Each of the available transforms creates an output dataset where each output band is a linear combination of all the input bands. Follow these steps to continue:

  1. From the Transform Method drop-down list, select a method. The choices are as follows:
    • Independent Component Analysis: The ICA method works well with hyperspectral data because it is more likely to treat sparse targets as important features, compared with the PCA or MNF methods. However, ICA can take a significantly longer time to process.
  2. Click Transform Params. The ICA Parameters dialog appears. See Independent Components Analysis for more information on the parameters required for ICA. Reducing the Number of Output IC Bands value will result in faster processing, but at the risk of omitting some subtle features. ICA is a memory-intensive process. If you receive a memory allocation error during processing, reduce the X Sampling and Y Sampling values to reduce the memory usage. However, this can potentially change the statistics such that you miss sparse targets.

    • Principal Component Analysis: The PCA method creates a number of PC bands, which are linear combinations of the original spectral bands that are uncorrelated. You can calculate the same number of output PC bands as input spectral bands. The first PC band contains the largest percentage of data variance and the second PC band contains the second largest data variance, and so on.

    Click Transform Params. The PCA Parameters dialog appears. See Principal Components Analysis for more information on the required parameters for PCA.

    • Minimum Noise Fraction: The MNF transform is a linear transformation that uses separate PCA rotations to segregate noise in the data and to reduce the dimensionality of the original dataset.
    • Click Transform Params. The MNF Parameters dialog appears. Refer to Minimum Noise Fraction Transform for more information about the required parameters for MNF.

  3. The use of masks is recommended along with image transforms in cases where the image contains large areas that you are not interested in processing (such as water or black-fill pixels). In the Parameters dialog for each image transform method is a Mask Information section. From the Masking Method drop-down list, select one of the following options:
    • None: Select this option if you do not want to use a mask.
    • Mask user-specified value: Select this option to mask out certain pixels within an image. In the Fill Value field, enter the pixel value for the pixels you want to exclude from processing. When you apply a mask, the mask is used to generate transform coefficients. Yet the coefficients are applied to every pixel in the input image, whether a mask was used or not. Set the Zero Out Masked Pixels toggle button to Yes to apply the mask to the transform image so that masked values are 0.
    • User-defined mask file: Select this option to apply a separate mask file to the hyperspectral image. The mask file should be a binary image consisting of values of 0 and 1, and it must have the same spatial extent and projection as the hyperspectral image. Click Choose, and select a mask file. Set the Zero Out Masked Pixels toggle button to Yes to apply the mask to the transform image so that masked values are 0.
  4. Click Run Transform. When processing is complete, the results appear in the Dimensionality Reduction and Band Selection panel.
  5. Review the transformed image bands to determine which bands contain useful information. While the example discussed here is for ICA results, the same applies to PCA and MNF.
  6. The ICA Results section of the Dimensionality Reduction and Band Selection panel lists every transformed band. Double-click a band or click Display Band to open the selected band in a display group. Click Animate Bands to launch ENVI's animation tool, which provides a convenient way to quickly review all the bands.

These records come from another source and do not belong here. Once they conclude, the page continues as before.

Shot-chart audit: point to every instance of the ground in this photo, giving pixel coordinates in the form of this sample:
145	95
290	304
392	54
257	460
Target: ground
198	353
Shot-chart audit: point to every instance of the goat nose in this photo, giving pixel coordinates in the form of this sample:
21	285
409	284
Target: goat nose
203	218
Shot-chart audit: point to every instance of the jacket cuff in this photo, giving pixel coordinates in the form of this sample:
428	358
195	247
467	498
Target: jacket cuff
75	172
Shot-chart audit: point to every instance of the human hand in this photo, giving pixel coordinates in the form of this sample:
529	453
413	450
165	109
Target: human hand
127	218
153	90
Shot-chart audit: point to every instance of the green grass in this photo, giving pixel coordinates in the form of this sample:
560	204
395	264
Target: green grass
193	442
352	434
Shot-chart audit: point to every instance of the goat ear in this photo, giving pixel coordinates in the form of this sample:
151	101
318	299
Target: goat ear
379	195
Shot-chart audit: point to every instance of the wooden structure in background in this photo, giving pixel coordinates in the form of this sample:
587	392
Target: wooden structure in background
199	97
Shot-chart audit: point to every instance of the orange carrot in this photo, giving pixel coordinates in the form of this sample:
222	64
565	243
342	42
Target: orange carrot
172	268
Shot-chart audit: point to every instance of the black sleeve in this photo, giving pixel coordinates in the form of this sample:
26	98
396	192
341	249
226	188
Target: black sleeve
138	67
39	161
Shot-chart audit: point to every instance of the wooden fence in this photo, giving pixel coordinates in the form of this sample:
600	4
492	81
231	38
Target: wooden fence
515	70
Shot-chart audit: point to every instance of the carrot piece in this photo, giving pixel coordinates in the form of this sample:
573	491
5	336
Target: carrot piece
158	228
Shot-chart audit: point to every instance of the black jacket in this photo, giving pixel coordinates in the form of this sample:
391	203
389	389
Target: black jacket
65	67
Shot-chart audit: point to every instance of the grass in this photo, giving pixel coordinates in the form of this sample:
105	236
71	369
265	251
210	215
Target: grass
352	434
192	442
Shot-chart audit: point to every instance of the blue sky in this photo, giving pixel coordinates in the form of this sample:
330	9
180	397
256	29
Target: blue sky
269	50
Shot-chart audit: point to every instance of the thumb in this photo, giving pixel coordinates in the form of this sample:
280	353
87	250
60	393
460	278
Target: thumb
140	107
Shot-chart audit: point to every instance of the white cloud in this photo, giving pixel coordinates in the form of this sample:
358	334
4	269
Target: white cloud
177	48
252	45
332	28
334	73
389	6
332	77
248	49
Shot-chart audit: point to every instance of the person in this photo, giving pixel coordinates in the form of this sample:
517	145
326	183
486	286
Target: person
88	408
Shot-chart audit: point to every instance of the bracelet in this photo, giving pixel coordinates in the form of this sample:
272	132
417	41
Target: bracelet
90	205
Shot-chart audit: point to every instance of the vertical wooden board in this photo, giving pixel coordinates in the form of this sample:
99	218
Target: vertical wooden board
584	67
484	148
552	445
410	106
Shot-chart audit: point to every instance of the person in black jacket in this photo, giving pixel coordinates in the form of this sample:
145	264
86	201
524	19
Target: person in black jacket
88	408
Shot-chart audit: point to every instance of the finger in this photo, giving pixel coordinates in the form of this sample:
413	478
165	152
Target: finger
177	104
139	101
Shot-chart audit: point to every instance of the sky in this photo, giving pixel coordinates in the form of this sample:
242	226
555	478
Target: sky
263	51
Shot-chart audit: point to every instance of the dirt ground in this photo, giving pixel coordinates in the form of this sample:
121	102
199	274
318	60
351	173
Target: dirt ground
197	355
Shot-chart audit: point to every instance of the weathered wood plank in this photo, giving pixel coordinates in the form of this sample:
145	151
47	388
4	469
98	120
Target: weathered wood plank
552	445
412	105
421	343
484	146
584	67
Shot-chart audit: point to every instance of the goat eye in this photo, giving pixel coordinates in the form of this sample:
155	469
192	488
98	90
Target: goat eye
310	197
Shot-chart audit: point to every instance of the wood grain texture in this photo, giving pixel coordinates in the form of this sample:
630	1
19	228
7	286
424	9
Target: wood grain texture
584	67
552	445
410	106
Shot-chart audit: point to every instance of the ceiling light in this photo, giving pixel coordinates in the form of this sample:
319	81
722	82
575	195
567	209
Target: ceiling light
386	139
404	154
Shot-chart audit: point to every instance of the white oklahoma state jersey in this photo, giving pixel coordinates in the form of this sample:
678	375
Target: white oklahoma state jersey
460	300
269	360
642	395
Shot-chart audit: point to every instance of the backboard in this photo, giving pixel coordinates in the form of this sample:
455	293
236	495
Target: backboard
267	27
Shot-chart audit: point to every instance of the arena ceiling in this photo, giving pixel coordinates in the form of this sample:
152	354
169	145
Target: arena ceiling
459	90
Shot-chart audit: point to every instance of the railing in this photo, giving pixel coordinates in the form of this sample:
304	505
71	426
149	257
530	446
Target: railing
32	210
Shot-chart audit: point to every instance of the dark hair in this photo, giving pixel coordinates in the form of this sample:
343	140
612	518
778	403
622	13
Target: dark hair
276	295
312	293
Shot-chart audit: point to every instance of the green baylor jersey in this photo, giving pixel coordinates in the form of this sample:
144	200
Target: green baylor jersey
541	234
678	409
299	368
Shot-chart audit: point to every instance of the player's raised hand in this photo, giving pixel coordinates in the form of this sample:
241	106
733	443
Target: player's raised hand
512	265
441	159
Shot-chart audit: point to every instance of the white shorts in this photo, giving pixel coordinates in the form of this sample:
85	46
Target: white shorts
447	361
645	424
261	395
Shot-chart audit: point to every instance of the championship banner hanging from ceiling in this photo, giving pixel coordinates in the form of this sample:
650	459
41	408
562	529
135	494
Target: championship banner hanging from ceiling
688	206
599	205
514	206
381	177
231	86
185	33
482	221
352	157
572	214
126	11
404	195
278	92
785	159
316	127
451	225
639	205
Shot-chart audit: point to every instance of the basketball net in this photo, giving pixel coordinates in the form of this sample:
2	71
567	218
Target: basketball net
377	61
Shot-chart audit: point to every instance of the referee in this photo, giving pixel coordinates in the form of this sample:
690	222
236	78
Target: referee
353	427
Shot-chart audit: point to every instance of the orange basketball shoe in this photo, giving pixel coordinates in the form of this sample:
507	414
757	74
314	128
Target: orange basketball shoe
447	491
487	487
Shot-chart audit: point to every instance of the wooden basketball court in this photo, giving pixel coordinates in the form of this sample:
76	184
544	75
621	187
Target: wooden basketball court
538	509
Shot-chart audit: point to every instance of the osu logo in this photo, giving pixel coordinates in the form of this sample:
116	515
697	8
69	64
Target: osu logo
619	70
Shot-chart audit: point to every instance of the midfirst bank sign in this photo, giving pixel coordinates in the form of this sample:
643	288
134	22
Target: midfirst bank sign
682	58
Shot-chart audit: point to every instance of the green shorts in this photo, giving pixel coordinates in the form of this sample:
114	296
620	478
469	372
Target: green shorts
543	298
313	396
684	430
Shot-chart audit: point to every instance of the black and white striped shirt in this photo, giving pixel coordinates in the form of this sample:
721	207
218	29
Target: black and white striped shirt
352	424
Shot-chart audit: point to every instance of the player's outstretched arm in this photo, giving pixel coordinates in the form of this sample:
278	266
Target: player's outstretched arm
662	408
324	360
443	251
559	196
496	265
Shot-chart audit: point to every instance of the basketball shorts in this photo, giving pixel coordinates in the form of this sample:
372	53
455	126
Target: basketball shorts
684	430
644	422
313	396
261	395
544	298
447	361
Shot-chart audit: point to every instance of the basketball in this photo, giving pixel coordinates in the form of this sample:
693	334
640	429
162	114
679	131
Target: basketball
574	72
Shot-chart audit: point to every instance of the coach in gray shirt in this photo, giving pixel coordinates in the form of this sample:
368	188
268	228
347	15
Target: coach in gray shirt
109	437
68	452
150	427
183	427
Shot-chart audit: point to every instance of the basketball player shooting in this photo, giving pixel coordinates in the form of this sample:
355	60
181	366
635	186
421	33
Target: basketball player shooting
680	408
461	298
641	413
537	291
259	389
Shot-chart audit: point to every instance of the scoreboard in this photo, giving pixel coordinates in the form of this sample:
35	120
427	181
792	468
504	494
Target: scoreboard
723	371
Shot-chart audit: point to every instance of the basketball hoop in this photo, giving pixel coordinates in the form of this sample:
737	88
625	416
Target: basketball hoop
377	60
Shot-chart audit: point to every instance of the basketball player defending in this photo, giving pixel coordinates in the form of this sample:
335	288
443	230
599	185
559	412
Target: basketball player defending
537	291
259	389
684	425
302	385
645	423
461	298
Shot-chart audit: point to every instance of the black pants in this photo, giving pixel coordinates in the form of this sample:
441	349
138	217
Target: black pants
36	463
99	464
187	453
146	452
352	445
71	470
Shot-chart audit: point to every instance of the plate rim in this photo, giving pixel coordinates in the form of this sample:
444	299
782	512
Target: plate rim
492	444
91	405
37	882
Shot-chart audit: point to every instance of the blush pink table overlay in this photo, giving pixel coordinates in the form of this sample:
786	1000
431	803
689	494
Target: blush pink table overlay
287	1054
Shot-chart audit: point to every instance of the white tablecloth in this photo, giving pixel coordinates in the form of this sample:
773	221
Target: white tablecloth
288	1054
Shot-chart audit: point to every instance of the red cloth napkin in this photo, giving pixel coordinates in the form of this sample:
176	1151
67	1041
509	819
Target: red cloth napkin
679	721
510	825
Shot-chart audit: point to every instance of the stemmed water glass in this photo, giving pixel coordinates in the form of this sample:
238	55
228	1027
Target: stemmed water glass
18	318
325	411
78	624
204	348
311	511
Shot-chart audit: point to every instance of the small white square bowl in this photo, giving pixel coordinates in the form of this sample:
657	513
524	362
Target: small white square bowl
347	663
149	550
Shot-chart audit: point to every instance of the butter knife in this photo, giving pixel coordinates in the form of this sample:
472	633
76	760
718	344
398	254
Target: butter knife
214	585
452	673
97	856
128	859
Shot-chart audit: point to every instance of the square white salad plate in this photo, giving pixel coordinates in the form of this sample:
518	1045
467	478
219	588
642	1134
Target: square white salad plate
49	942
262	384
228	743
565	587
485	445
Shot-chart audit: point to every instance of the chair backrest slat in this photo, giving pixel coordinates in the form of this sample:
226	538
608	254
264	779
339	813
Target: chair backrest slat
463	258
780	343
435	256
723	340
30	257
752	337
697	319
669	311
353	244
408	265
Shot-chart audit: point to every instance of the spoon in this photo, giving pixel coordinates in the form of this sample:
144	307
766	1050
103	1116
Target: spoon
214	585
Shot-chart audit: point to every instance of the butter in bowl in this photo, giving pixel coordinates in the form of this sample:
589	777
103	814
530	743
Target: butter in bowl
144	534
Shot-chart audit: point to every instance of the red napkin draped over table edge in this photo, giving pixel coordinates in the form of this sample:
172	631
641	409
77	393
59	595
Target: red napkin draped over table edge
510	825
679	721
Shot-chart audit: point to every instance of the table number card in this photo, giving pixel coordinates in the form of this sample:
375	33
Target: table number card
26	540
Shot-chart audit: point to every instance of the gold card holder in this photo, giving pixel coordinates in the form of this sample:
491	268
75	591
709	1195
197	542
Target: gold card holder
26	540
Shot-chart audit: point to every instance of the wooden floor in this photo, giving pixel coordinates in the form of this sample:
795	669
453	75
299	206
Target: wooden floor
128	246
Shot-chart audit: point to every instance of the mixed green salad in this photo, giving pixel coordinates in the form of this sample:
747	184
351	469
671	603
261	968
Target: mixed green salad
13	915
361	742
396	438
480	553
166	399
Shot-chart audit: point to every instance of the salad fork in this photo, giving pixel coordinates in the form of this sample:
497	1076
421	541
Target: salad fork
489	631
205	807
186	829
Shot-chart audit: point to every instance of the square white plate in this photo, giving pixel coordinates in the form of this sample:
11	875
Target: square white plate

    For ICA, click Plot 2D Coherence to see a plot of the spatial coherence for each transformed band. For PCA and MNF, click Plot Data Variance and select a plot to view. The choices are: Plot Variance (ENVI), Plot Variance (Log axis, IDL), Plot Eigenvalues (ENVI), and Plot Eigenvalues (Log axis, IDL).

    Advanced users may explore transformed results further by clicking Plot Band Weights. The Band Weightings dialog appears. This dialog provides some insight into how much each input spectral band contributes to each transformed image band.

  7. Select the transformed bands you wish to keep by clicking one of the following buttons:
    • Select Graphically: The THOR Spectral Subsetting dialog appears.
    • Select by List: The File Spectral Subset dialog appears.

THOR will automatically apply the selected transform to the target and background (if any) signatures before spectral matching is performed later in your workflow.